O caminho das pedras
No campo da biologia molecular usamos o termo gene repórter para fazer referência a um gene capaz de fornecer informações sobre um dado evento que acontece nas células. Um dos sistemas mais conhecidos dessa natureza é o LacZ em bactérias E. coli. Essas bactérias expressam a enzima β-galactosidase. Esta enzima degrada o dissacarídeo lactose em dois açúcares mais simples, a glicose e a galactose, algo de que podemos tirar proveito. O que o grupo sediado no MIT fez foi colocar um plasmídeo (segmento de DNA circular) contendo o LacZ dentro da E. coli Nissle. Em seguida, as bactérias modificadas foram administradas via oral, como aquele yakult maroto, para camundongos. As bactérias foram capazes de colonizar aproximadamente 90% das células metastáticas tumorais no fígado dos camundongos. Lembre-se que essas bactérias não conseguem colonizar o tecido normal, dado que lá a atividade do sistema imune é normal.
Para fazer o diagnóstico, basta injetar um composto contendo uma proteína fluorescente (luciferina) ligada à galactose. Na prática, estamos ofertando para a enzima um substituto da lactose. Esse conjugado de luciferina-galactose funciona como substrato para a enzima β-galactosidase que o cliva, liberando a luciferina, que é excretada na urina. Finalmente, um teste de detecção de fluorescência na urina é capaz de medir a quantidade do produto excretado. O desenvolvimento rendeu convite para uma conferência no TED Talks (Veja aqui).
O caminho da luz
E se, além de tumores, as bactérias fossem capazes de diagnosticar outros distúrbios em nosso organismo? Foi o que testou o grupo de Timothy Lu, também do MIT, usando a mesma E. coli Nissle como probiótico. Desta vez, no entanto, o grupo modificou a E. coli para detectar sangramentos gástricos.
Dentro das hemácias, as células vermelhas do sangue, existem proteínas contendo um grupo chamado heme. Quando as hemácias são destruídas, o que ocorre durante sangramentos no ambiente ácido do estômago, por exemplo, os grupos heme são despejados na parede do estômago. Este é um evento comum em quadros que geram úlceras estomacais (gastrite, câncer, etc.). A ideia, então, foi gerar uma linhagem de E. coli que emite bioluminescência quando entra em contato com grupos heme.

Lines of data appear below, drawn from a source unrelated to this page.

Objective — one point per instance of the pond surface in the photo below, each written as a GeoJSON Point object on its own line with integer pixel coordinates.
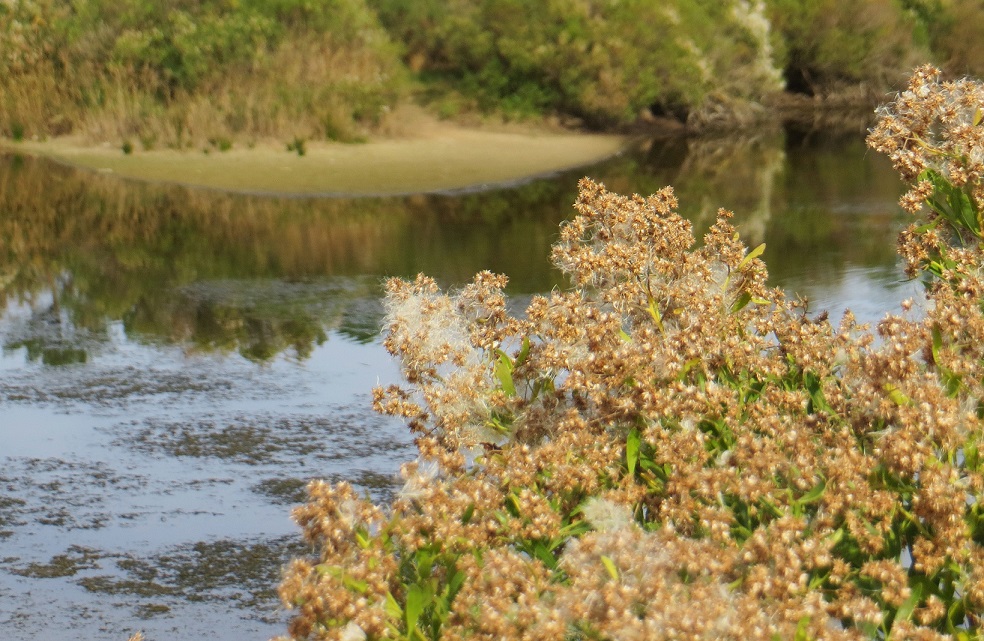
{"type": "Point", "coordinates": [177, 363]}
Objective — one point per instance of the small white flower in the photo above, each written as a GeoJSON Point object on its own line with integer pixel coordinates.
{"type": "Point", "coordinates": [605, 515]}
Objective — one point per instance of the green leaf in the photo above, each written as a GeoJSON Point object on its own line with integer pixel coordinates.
{"type": "Point", "coordinates": [393, 609]}
{"type": "Point", "coordinates": [503, 371]}
{"type": "Point", "coordinates": [909, 605]}
{"type": "Point", "coordinates": [632, 450]}
{"type": "Point", "coordinates": [610, 566]}
{"type": "Point", "coordinates": [801, 629]}
{"type": "Point", "coordinates": [937, 344]}
{"type": "Point", "coordinates": [897, 396]}
{"type": "Point", "coordinates": [418, 597]}
{"type": "Point", "coordinates": [524, 352]}
{"type": "Point", "coordinates": [654, 312]}
{"type": "Point", "coordinates": [813, 495]}
{"type": "Point", "coordinates": [741, 302]}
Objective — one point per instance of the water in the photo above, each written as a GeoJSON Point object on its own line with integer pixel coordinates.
{"type": "Point", "coordinates": [177, 363]}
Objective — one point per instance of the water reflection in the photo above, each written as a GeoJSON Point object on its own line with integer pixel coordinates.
{"type": "Point", "coordinates": [177, 363]}
{"type": "Point", "coordinates": [263, 276]}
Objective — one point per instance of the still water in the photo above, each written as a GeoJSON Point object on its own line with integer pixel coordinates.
{"type": "Point", "coordinates": [177, 363]}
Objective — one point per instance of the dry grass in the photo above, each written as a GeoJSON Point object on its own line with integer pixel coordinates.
{"type": "Point", "coordinates": [443, 158]}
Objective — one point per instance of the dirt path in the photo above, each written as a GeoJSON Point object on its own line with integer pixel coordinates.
{"type": "Point", "coordinates": [442, 157]}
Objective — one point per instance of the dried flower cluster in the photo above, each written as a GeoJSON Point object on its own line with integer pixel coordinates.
{"type": "Point", "coordinates": [670, 449]}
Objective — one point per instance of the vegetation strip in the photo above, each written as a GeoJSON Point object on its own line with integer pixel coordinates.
{"type": "Point", "coordinates": [458, 159]}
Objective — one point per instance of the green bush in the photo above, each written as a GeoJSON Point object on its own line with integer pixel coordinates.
{"type": "Point", "coordinates": [826, 44]}
{"type": "Point", "coordinates": [604, 62]}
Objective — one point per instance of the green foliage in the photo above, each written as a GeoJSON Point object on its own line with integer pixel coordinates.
{"type": "Point", "coordinates": [826, 43]}
{"type": "Point", "coordinates": [604, 62]}
{"type": "Point", "coordinates": [671, 435]}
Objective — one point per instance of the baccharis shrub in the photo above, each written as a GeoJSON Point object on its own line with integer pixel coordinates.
{"type": "Point", "coordinates": [670, 449]}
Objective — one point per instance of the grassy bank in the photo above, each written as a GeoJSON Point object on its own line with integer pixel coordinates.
{"type": "Point", "coordinates": [182, 74]}
{"type": "Point", "coordinates": [448, 158]}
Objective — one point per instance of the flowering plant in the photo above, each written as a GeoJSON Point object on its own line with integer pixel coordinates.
{"type": "Point", "coordinates": [671, 449]}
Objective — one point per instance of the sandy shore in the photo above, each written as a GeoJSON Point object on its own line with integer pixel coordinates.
{"type": "Point", "coordinates": [442, 159]}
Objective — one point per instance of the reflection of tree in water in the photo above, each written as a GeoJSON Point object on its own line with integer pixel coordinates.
{"type": "Point", "coordinates": [262, 276]}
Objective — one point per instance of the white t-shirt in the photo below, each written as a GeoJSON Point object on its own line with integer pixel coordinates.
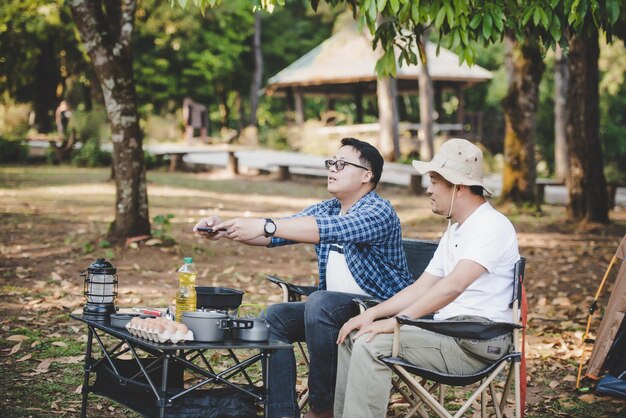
{"type": "Point", "coordinates": [488, 238]}
{"type": "Point", "coordinates": [338, 276]}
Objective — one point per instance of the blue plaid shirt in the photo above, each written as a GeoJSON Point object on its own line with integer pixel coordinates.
{"type": "Point", "coordinates": [372, 243]}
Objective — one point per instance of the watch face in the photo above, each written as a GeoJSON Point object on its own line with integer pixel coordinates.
{"type": "Point", "coordinates": [270, 227]}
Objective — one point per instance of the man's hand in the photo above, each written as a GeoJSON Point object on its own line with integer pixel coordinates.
{"type": "Point", "coordinates": [210, 222]}
{"type": "Point", "coordinates": [357, 322]}
{"type": "Point", "coordinates": [243, 229]}
{"type": "Point", "coordinates": [384, 326]}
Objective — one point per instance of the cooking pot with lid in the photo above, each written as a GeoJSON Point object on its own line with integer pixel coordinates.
{"type": "Point", "coordinates": [250, 329]}
{"type": "Point", "coordinates": [208, 326]}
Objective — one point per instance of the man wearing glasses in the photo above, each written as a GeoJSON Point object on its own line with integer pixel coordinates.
{"type": "Point", "coordinates": [358, 241]}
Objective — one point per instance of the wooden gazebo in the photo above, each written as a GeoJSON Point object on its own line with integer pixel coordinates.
{"type": "Point", "coordinates": [344, 65]}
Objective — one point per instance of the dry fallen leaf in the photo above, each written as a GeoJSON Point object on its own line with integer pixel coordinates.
{"type": "Point", "coordinates": [17, 338]}
{"type": "Point", "coordinates": [16, 348]}
{"type": "Point", "coordinates": [26, 357]}
{"type": "Point", "coordinates": [44, 365]}
{"type": "Point", "coordinates": [70, 359]}
{"type": "Point", "coordinates": [589, 398]}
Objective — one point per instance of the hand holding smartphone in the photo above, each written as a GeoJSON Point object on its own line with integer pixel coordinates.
{"type": "Point", "coordinates": [208, 230]}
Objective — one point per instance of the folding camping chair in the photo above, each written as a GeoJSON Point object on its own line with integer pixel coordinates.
{"type": "Point", "coordinates": [420, 393]}
{"type": "Point", "coordinates": [418, 254]}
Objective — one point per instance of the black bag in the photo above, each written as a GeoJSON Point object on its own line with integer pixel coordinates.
{"type": "Point", "coordinates": [138, 396]}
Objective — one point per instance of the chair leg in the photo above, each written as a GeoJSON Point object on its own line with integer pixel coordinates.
{"type": "Point", "coordinates": [494, 400]}
{"type": "Point", "coordinates": [423, 393]}
{"type": "Point", "coordinates": [483, 405]}
{"type": "Point", "coordinates": [442, 394]}
{"type": "Point", "coordinates": [480, 389]}
{"type": "Point", "coordinates": [397, 385]}
{"type": "Point", "coordinates": [518, 396]}
{"type": "Point", "coordinates": [507, 387]}
{"type": "Point", "coordinates": [304, 399]}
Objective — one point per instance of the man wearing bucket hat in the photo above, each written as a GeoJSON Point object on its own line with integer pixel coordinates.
{"type": "Point", "coordinates": [470, 277]}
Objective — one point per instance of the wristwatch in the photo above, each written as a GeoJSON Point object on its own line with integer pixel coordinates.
{"type": "Point", "coordinates": [269, 228]}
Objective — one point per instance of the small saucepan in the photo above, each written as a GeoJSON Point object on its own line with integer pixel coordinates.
{"type": "Point", "coordinates": [208, 326]}
{"type": "Point", "coordinates": [250, 329]}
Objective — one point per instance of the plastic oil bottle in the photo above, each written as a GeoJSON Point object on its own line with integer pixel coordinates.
{"type": "Point", "coordinates": [186, 295]}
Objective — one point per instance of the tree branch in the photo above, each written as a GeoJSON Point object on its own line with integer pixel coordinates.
{"type": "Point", "coordinates": [127, 19]}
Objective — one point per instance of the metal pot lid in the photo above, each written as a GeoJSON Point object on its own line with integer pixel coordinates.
{"type": "Point", "coordinates": [205, 314]}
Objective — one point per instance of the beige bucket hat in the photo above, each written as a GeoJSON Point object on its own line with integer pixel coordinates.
{"type": "Point", "coordinates": [458, 161]}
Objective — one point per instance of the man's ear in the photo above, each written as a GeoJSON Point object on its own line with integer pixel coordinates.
{"type": "Point", "coordinates": [367, 176]}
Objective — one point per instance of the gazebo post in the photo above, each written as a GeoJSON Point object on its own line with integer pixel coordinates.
{"type": "Point", "coordinates": [358, 100]}
{"type": "Point", "coordinates": [299, 102]}
{"type": "Point", "coordinates": [460, 111]}
{"type": "Point", "coordinates": [289, 105]}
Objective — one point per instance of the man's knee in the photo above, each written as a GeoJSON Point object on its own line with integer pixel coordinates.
{"type": "Point", "coordinates": [330, 308]}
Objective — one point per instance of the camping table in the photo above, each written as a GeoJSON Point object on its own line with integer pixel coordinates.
{"type": "Point", "coordinates": [182, 354]}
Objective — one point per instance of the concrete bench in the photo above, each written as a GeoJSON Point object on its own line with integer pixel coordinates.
{"type": "Point", "coordinates": [176, 153]}
{"type": "Point", "coordinates": [415, 179]}
{"type": "Point", "coordinates": [611, 188]}
{"type": "Point", "coordinates": [541, 186]}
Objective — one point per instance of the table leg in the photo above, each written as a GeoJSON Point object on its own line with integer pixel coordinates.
{"type": "Point", "coordinates": [87, 369]}
{"type": "Point", "coordinates": [266, 379]}
{"type": "Point", "coordinates": [163, 394]}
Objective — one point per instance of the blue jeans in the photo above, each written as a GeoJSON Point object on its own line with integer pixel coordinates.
{"type": "Point", "coordinates": [317, 322]}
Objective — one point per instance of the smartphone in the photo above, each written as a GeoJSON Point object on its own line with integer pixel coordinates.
{"type": "Point", "coordinates": [208, 230]}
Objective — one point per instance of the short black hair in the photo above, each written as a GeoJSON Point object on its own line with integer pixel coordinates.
{"type": "Point", "coordinates": [369, 156]}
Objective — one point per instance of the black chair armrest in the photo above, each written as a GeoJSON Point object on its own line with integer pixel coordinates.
{"type": "Point", "coordinates": [294, 292]}
{"type": "Point", "coordinates": [366, 302]}
{"type": "Point", "coordinates": [462, 329]}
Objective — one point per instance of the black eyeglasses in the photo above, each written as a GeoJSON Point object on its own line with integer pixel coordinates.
{"type": "Point", "coordinates": [340, 164]}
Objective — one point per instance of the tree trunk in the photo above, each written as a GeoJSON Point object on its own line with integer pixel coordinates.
{"type": "Point", "coordinates": [106, 31]}
{"type": "Point", "coordinates": [426, 96]}
{"type": "Point", "coordinates": [257, 77]}
{"type": "Point", "coordinates": [388, 141]}
{"type": "Point", "coordinates": [560, 114]}
{"type": "Point", "coordinates": [46, 81]}
{"type": "Point", "coordinates": [588, 201]}
{"type": "Point", "coordinates": [520, 108]}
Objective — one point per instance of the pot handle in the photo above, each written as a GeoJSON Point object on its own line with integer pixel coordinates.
{"type": "Point", "coordinates": [240, 323]}
{"type": "Point", "coordinates": [223, 324]}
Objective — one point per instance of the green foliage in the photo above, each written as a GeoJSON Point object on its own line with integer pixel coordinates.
{"type": "Point", "coordinates": [14, 119]}
{"type": "Point", "coordinates": [13, 151]}
{"type": "Point", "coordinates": [90, 124]}
{"type": "Point", "coordinates": [162, 227]}
{"type": "Point", "coordinates": [39, 53]}
{"type": "Point", "coordinates": [91, 155]}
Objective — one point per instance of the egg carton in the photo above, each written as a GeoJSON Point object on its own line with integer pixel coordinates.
{"type": "Point", "coordinates": [159, 330]}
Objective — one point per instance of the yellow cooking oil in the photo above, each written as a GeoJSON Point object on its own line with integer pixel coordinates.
{"type": "Point", "coordinates": [186, 294]}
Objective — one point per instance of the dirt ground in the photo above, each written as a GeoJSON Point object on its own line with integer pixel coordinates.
{"type": "Point", "coordinates": [53, 223]}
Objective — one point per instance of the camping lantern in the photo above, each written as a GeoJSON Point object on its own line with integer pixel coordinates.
{"type": "Point", "coordinates": [100, 290]}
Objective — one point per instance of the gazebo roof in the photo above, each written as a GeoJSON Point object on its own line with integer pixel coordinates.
{"type": "Point", "coordinates": [346, 62]}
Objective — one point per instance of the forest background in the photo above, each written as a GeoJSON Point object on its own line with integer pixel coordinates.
{"type": "Point", "coordinates": [178, 54]}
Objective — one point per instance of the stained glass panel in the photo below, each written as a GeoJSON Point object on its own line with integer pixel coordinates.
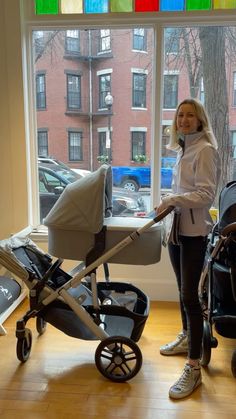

Essas bactérias foram colocadas dentro de cápsulas contendo um micro-sensor. Esse micro-sensor é capaz de captar luz e emitir um sinal via Wi-Fi para um dispositivo, como um celular. Isto informa quando ocorre um sangramento. Basta ingerir uma cápsula, esperar alguns minutos e ligar o celular ou computador para receber o sinal de alerta quando há sangramento. O grupo está aperfeiçoando o dispositivo para torná-lo capaz de oferecer medidas quantitativas e permitir a avaliação da extensão do sangramento, por exemplo.
Estas ideias são inovadoras e abrem caminho para diversos outros sensores bacterianos como ferramentas diagnósticas minimamente invasivas. Basta imaginar que o circuito molecular pode ser modificado para reconhecer virtualmente qualquer alvo e emitir o sinal fluorescente.
REFERÊNCIAS
Abbott A. Scientists bust myth that our bodies have more bacteria than human cells. Nature News. 2016.
Mimee M, Nadeau P, Hayward A, Carim S, Flanagan S, Jerger L, Collins J, McDonnell S, Swartwout R, Citorik RJ, Bulović V, Langer R, Traverso G, Chandrakasan AP, Lu TK. An ingestible bacterial-electronic system to monitor gastrointestinal health. Science. 2018.
Danino T, Prindle A, Kwong GA, Skalak M, Li H, Allen K, Hasty J, Bhatia SN. Programmable probiotics for detection of cancer in urine. Science Translational Medicine. 2015.